Clarifying what actually matters
A lot of companies have completed double materiality assessments in recent years. Most were painful, expensive, and delivered questionable value.
The main reason is straightforward: double materiality was approached as a standalone ESG process. Topics were identified, scored and documented, but the outcome added volume rather than focus.
The result was a long list of “material” issues that the business did not always recognise and could not easily translate into strategic choices, board oversight or management action.
Understandable, but unfortunate — because the process itself is valuable. Double materiality connects two perspectives that leadership teams already deal with:
- Outside-in: how external factors affect the organisation’s financial position, risk profile and long-term value creation.

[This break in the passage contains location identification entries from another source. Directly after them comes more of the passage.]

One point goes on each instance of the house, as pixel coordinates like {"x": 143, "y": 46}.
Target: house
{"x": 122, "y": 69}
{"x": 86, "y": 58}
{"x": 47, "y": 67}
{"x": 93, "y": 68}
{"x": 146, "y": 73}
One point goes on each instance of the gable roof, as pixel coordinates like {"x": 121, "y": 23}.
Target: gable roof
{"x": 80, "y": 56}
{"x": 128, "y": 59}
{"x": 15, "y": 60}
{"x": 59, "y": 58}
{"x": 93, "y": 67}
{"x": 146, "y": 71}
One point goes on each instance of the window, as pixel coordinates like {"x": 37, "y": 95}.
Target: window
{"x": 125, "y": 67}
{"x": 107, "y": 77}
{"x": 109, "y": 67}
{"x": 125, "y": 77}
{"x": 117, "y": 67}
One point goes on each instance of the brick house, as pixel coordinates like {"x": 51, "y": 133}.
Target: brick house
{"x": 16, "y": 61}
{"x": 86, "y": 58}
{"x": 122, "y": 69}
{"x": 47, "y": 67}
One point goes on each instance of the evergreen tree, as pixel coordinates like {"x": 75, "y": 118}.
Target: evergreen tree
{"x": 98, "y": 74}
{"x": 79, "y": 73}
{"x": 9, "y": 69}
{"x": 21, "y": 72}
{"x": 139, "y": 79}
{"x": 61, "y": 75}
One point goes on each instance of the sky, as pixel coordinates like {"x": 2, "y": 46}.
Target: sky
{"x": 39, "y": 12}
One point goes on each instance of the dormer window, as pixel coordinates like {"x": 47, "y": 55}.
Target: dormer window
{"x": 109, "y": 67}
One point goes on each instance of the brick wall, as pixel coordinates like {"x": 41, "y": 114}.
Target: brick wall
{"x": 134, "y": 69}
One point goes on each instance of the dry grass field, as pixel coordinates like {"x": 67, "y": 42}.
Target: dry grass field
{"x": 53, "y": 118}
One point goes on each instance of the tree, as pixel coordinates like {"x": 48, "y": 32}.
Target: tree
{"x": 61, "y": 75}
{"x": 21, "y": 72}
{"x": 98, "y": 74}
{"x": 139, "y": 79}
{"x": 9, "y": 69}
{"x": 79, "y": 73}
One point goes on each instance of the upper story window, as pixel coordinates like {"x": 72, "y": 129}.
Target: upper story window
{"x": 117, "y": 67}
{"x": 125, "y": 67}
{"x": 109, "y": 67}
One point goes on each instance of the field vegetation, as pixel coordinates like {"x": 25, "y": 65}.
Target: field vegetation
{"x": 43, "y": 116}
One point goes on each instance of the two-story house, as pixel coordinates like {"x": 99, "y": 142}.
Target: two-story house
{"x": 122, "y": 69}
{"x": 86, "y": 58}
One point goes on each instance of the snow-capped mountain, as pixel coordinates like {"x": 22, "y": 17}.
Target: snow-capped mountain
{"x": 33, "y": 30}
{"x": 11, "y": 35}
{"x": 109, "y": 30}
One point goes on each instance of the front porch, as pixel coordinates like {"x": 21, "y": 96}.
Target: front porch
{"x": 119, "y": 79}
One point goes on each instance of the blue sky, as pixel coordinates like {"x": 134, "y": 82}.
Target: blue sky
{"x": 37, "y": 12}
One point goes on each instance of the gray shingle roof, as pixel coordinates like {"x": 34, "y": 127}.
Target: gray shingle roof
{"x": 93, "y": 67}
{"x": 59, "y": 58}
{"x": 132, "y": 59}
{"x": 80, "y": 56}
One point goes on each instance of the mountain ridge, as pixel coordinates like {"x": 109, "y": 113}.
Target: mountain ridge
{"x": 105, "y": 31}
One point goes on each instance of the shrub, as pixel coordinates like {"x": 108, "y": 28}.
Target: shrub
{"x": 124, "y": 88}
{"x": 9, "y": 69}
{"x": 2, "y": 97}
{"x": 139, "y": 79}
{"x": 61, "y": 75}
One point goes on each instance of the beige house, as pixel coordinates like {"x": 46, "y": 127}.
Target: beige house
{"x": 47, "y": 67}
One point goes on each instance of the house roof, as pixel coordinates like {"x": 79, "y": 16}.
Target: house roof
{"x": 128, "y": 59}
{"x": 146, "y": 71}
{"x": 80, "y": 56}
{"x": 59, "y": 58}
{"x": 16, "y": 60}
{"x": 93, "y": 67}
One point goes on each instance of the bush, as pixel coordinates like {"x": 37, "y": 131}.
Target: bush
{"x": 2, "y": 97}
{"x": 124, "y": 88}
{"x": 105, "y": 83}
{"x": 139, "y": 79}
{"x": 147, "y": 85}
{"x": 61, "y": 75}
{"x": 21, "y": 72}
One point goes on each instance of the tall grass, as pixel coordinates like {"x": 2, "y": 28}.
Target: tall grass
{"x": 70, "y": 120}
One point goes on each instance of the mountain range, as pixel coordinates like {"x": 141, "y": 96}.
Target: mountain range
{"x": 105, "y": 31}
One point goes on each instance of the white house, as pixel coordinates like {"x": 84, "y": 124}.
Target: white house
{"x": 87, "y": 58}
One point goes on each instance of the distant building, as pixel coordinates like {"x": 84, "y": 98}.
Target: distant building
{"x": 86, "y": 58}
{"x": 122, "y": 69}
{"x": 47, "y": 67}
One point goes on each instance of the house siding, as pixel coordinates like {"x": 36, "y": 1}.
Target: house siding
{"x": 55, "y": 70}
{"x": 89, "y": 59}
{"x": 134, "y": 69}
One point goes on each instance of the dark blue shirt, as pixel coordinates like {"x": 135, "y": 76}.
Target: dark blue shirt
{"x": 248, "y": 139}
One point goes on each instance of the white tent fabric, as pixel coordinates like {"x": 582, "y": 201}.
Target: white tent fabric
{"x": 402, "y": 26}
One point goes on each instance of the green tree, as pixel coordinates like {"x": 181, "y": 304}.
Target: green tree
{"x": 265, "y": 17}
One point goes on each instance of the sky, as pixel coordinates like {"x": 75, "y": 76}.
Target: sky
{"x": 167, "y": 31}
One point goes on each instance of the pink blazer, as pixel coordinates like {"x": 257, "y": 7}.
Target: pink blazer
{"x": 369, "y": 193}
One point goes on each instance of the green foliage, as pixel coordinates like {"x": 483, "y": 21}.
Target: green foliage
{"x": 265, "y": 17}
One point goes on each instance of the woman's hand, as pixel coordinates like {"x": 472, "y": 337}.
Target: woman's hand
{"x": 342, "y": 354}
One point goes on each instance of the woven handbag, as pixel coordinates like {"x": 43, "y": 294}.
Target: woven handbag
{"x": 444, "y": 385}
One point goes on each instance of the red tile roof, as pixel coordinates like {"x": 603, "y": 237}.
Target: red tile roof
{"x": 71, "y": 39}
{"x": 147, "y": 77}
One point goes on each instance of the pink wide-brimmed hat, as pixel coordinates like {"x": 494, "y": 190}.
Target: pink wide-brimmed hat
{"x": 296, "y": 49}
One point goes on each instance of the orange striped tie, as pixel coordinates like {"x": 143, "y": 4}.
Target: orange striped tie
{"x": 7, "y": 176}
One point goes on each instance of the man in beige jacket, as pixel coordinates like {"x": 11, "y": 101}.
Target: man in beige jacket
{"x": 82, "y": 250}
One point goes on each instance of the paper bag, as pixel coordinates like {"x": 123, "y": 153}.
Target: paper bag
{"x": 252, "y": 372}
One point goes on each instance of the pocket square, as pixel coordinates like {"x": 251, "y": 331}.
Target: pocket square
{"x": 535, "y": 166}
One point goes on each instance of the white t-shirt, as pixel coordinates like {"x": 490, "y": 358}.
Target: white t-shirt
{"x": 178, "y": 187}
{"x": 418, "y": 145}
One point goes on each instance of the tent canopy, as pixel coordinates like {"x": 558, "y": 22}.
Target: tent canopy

- Inside-out: how the organisation’s activities, products and value chain affect people, the environment and society — both positively and negatively.
It brings these perspectives together to help organisations distinguish what genuinely deserves strategic attention from what can be managed operationally.
In reality, most organisations already have much of the information they need. The task is not to collect more data, but to use inputs from existing processes — such as risk management, strategy development, client conversations, responsible sourcing, human rights due diligence and stakeholder engagement — and apply consistent judgement.
When used this way, double materiality provides strategic clarity. It sharpens priorities for strategy and governance, rather than producing another layer of ESG documentation.